While @Trismegistus4 clarified that he did not mean this, @sluox was throwing shade on psychiatrists who refused to treat people with genuine mental illness. Our catalog of interventions is quite small, and to the extent you systematically cut out larger and larger swathes of them you make yourself closer and closer to a (usually under-trained) therapist.

Sure, there still psychiatrists who do only therapy, and I am sure many of them do good work, but that is not medicine.

If all you do is prescribe SSSRIs or Latuda to high-functioning neurotics, what is the point of you having medical training when we could swap out an NP with no noticeable difference? Are you really still a doctor then?

The above example is only mildly hyperbolic. We have all seen folks in the community who roll like this.
Ah, OK that makes sense. Thanks for clearing that up for me.
 
So long as you refer to someone else who does whatever it is that you don't do, its not negligence.

Totally agree with you there. It's unrealistic for an FP doctor to do everything within the scope of FP.
There's also issues with liability, do you have hospital admitting privileges, etc.

Bottom line, per that landmark case, if you don't offer a certain type of therapy that's within the standard of care, definitely bring this up as an option and tell the patients they have other options on the table that are outside your practice.
 
Our liabilty is much higher than nurses, who are held to a nursing standard. Practice in what you are comfortable with.

While not at all the point, this is wildly variable from state to state. Some states with independent practice authority for NPs certainly do make them liable for medical malpractice torts.

Liability aside, if your practice pattern resembles a mid-level's, why did you waste so many years of your life in training?
 
Adding to the OT, simply accepting private insurance literally cuts down most of the problematic first time meetings.

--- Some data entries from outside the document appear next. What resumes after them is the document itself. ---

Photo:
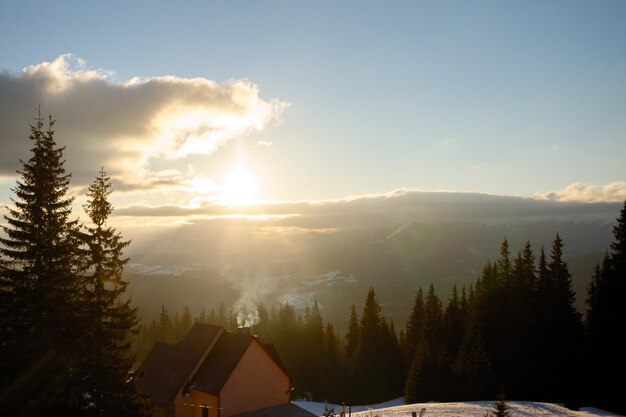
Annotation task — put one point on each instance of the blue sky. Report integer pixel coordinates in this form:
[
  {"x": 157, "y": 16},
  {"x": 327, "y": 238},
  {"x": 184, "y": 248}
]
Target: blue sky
[{"x": 512, "y": 98}]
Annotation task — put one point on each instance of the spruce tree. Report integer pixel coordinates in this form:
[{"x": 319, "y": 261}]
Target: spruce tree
[
  {"x": 414, "y": 327},
  {"x": 560, "y": 332},
  {"x": 606, "y": 317},
  {"x": 41, "y": 284},
  {"x": 111, "y": 317},
  {"x": 352, "y": 338}
]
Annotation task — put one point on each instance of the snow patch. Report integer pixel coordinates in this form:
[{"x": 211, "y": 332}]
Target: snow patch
[{"x": 396, "y": 408}]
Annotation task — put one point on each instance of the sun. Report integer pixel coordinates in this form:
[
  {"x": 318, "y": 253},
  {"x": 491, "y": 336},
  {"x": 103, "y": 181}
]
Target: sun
[{"x": 239, "y": 187}]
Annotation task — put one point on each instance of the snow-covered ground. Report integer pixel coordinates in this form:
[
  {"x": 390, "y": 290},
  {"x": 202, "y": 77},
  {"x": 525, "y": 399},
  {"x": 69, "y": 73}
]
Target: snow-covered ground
[{"x": 396, "y": 408}]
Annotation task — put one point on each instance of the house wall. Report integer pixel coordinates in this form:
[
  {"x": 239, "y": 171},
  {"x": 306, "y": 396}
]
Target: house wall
[
  {"x": 189, "y": 406},
  {"x": 256, "y": 382}
]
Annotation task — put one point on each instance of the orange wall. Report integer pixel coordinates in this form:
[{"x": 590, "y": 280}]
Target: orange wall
[
  {"x": 188, "y": 406},
  {"x": 257, "y": 382}
]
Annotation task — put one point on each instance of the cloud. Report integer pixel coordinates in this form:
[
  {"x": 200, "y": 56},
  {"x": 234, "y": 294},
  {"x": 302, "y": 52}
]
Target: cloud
[
  {"x": 376, "y": 210},
  {"x": 126, "y": 126},
  {"x": 614, "y": 192}
]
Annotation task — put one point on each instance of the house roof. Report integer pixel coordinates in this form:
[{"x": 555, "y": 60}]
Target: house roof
[
  {"x": 285, "y": 410},
  {"x": 224, "y": 357},
  {"x": 167, "y": 366},
  {"x": 221, "y": 362}
]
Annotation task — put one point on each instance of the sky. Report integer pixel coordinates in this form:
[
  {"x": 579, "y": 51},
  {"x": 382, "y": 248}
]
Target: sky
[{"x": 193, "y": 106}]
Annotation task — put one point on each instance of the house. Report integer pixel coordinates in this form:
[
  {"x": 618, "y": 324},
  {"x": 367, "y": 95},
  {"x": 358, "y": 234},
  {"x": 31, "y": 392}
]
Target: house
[{"x": 214, "y": 373}]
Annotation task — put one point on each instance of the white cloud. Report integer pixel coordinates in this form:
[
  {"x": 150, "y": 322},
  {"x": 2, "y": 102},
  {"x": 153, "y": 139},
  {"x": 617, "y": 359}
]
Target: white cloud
[
  {"x": 126, "y": 126},
  {"x": 614, "y": 192}
]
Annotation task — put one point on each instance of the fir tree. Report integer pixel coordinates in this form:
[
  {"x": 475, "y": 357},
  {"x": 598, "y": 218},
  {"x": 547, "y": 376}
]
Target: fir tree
[
  {"x": 414, "y": 327},
  {"x": 605, "y": 318},
  {"x": 112, "y": 320},
  {"x": 351, "y": 351},
  {"x": 41, "y": 284}
]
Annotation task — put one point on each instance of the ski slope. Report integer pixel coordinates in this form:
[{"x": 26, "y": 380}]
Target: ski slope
[{"x": 396, "y": 408}]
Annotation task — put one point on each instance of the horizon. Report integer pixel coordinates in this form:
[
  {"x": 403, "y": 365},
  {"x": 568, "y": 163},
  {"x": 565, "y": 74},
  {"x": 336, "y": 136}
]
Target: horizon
[{"x": 334, "y": 102}]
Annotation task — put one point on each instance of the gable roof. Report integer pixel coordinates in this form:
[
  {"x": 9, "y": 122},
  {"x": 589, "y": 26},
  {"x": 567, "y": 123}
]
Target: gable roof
[
  {"x": 285, "y": 410},
  {"x": 221, "y": 362},
  {"x": 224, "y": 357},
  {"x": 167, "y": 366}
]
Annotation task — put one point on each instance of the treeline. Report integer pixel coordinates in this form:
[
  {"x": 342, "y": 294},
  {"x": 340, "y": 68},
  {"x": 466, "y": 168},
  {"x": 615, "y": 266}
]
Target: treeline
[
  {"x": 66, "y": 327},
  {"x": 515, "y": 330}
]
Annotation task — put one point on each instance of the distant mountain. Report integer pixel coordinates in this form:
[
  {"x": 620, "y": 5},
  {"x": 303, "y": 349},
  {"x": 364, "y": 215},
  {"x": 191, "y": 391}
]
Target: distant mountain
[{"x": 243, "y": 261}]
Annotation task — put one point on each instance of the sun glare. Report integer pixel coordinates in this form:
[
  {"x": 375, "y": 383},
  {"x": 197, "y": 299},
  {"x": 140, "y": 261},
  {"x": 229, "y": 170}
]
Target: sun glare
[{"x": 239, "y": 187}]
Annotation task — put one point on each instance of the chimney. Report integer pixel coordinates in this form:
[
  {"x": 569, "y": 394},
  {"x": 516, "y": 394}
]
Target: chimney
[{"x": 243, "y": 330}]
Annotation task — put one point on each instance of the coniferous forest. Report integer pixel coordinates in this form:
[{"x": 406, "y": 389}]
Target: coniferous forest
[
  {"x": 66, "y": 326},
  {"x": 70, "y": 337},
  {"x": 514, "y": 331}
]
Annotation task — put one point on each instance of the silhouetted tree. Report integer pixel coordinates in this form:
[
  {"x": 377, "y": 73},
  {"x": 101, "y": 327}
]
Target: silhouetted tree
[
  {"x": 41, "y": 285},
  {"x": 112, "y": 321},
  {"x": 605, "y": 318}
]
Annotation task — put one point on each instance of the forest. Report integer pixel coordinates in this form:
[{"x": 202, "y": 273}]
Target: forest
[
  {"x": 514, "y": 331},
  {"x": 70, "y": 337}
]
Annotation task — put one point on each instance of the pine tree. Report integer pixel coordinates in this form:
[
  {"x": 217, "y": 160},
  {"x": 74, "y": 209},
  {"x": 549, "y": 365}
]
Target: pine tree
[
  {"x": 414, "y": 327},
  {"x": 560, "y": 332},
  {"x": 369, "y": 367},
  {"x": 331, "y": 366},
  {"x": 605, "y": 318},
  {"x": 352, "y": 338},
  {"x": 112, "y": 320},
  {"x": 501, "y": 407},
  {"x": 41, "y": 284}
]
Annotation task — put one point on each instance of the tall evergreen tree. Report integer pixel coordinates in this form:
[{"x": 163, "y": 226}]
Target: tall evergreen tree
[
  {"x": 414, "y": 327},
  {"x": 111, "y": 318},
  {"x": 561, "y": 329},
  {"x": 605, "y": 318},
  {"x": 41, "y": 272},
  {"x": 353, "y": 337}
]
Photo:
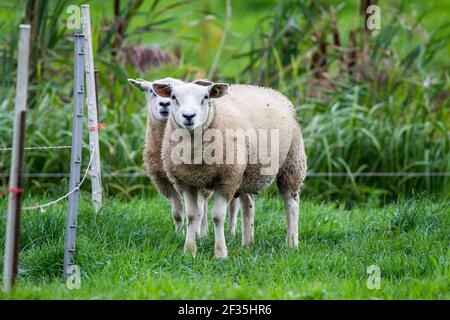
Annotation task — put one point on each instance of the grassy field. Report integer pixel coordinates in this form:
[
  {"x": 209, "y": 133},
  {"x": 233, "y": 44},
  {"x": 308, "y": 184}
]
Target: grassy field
[{"x": 131, "y": 251}]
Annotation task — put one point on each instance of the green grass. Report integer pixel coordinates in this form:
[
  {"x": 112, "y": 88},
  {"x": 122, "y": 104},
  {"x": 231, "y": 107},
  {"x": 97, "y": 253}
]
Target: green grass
[{"x": 130, "y": 251}]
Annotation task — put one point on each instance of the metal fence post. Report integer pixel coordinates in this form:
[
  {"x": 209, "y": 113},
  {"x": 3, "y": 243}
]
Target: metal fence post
[
  {"x": 75, "y": 159},
  {"x": 95, "y": 172},
  {"x": 15, "y": 178}
]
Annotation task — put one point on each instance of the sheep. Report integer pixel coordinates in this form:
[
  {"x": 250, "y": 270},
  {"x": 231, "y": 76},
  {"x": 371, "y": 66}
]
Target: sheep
[
  {"x": 158, "y": 112},
  {"x": 206, "y": 111}
]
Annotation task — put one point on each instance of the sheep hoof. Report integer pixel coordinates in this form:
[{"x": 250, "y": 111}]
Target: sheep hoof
[
  {"x": 179, "y": 227},
  {"x": 220, "y": 253},
  {"x": 203, "y": 234},
  {"x": 292, "y": 243},
  {"x": 247, "y": 243},
  {"x": 190, "y": 248}
]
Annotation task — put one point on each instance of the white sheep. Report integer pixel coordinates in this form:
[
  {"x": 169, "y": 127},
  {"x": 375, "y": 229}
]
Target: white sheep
[
  {"x": 205, "y": 110},
  {"x": 158, "y": 113}
]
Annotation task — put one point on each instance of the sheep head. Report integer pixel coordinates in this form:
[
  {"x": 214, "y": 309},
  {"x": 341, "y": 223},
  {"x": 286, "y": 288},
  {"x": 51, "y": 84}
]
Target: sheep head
[{"x": 190, "y": 101}]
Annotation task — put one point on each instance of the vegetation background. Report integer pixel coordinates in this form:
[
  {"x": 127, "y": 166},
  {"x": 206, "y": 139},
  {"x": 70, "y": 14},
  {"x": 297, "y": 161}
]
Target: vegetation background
[{"x": 367, "y": 101}]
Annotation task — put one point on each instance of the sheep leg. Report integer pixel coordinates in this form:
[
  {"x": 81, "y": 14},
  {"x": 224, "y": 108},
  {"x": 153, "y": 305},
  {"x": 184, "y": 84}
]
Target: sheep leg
[
  {"x": 218, "y": 214},
  {"x": 190, "y": 201},
  {"x": 248, "y": 217},
  {"x": 202, "y": 203},
  {"x": 177, "y": 211},
  {"x": 234, "y": 212},
  {"x": 291, "y": 207}
]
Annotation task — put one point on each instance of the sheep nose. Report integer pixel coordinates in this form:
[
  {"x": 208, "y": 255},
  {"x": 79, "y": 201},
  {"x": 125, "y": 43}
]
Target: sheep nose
[{"x": 189, "y": 117}]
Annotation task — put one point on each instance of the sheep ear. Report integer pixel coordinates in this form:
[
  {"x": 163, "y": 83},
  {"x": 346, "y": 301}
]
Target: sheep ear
[
  {"x": 205, "y": 83},
  {"x": 141, "y": 84},
  {"x": 218, "y": 90},
  {"x": 162, "y": 89}
]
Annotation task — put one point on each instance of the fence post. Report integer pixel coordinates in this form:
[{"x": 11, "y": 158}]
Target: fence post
[
  {"x": 75, "y": 159},
  {"x": 15, "y": 178},
  {"x": 91, "y": 100}
]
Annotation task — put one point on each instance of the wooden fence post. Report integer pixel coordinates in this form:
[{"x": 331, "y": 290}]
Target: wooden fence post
[
  {"x": 75, "y": 159},
  {"x": 15, "y": 178},
  {"x": 94, "y": 172}
]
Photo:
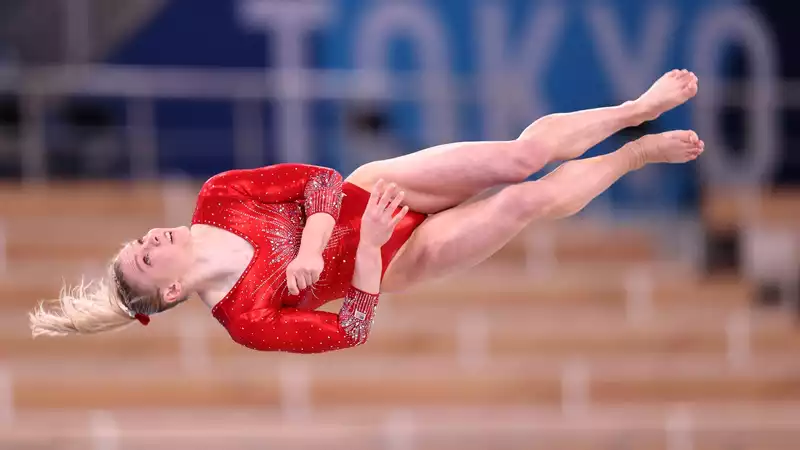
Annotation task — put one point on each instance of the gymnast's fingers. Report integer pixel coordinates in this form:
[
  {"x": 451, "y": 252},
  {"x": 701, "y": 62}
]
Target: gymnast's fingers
[
  {"x": 376, "y": 192},
  {"x": 291, "y": 283},
  {"x": 396, "y": 219},
  {"x": 301, "y": 281},
  {"x": 387, "y": 195}
]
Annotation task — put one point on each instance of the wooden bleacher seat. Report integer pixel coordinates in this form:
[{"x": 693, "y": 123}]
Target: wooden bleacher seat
[
  {"x": 755, "y": 428},
  {"x": 727, "y": 209}
]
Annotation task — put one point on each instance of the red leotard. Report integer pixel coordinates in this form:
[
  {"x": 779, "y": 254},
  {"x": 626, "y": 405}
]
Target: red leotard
[{"x": 268, "y": 207}]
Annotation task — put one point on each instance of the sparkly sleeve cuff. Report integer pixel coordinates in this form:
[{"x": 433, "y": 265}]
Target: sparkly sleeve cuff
[
  {"x": 358, "y": 314},
  {"x": 323, "y": 194}
]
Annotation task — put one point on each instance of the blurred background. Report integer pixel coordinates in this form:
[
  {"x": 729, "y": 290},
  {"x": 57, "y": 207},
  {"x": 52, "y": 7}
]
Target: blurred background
[{"x": 663, "y": 317}]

For someone to have private insurance it almost all the time means they are working full-time, are the children of someone working full-time or the person is otherwise financially stable.

That cuts down most problematic admissions right there. People with a GAF of below 40 almost can never afford private insurance. Will you still get headache patients? Yes. but it's to the degree that things such as pre-screening are not time/cost-effective, not to mention will already establish a doctor patient relationship anyways.
I think this is a great point. I work for a health care system that takes all insurance, so there is not a built in filter (like only accepting private insurance). Because of this I think it's part of my job to not accept patients who are obviously in need of more intensive outpatient treatment, like clinics that have ready access to therapists and case management on site.
 
Yeah well this is a reason why I don't think they should've gotten rid of the GAF.

In situations like this it clearly explains something very succinctly. Also from personal experience if you took the GAF seriously the numbers were accurate. What happened most of the time IMHO was that clinicians weren't referencing the chart when making the number and allowing the insurance directive to mandate the number. E.g. "do we want to keep her inpatient longer? If so make GAF 15 even if it's really a 45.
 
While not at all the point, this is wildly variable from state to state. Some states with independent practice authority for NPs certainly do make them liable for medical malpractice torts.

Liability aside, if your practice pattern resembles a mid-level's, why did you waste so many years of your life in training?
They are held to a nursing standard for malpractice. They are not held to a physician's standards. It is much less of a standard so easier not to be sued. I am not talking about the amount of malpractice insurance they hold.
 
They are held to a nursing standard for malpractice. They are not held to a physician's standards. It is much less of a standard so easier not to be sued. I am not talking about the amount of malpractice insurance they hold.

I am not talking about malpractice insurance either, I am talking about the legal standard they are held to if sued. In some states you are correct, but in some states they are most certainly held to the same liability standards as we are. Essentially any blanket statement made about this across all states is false.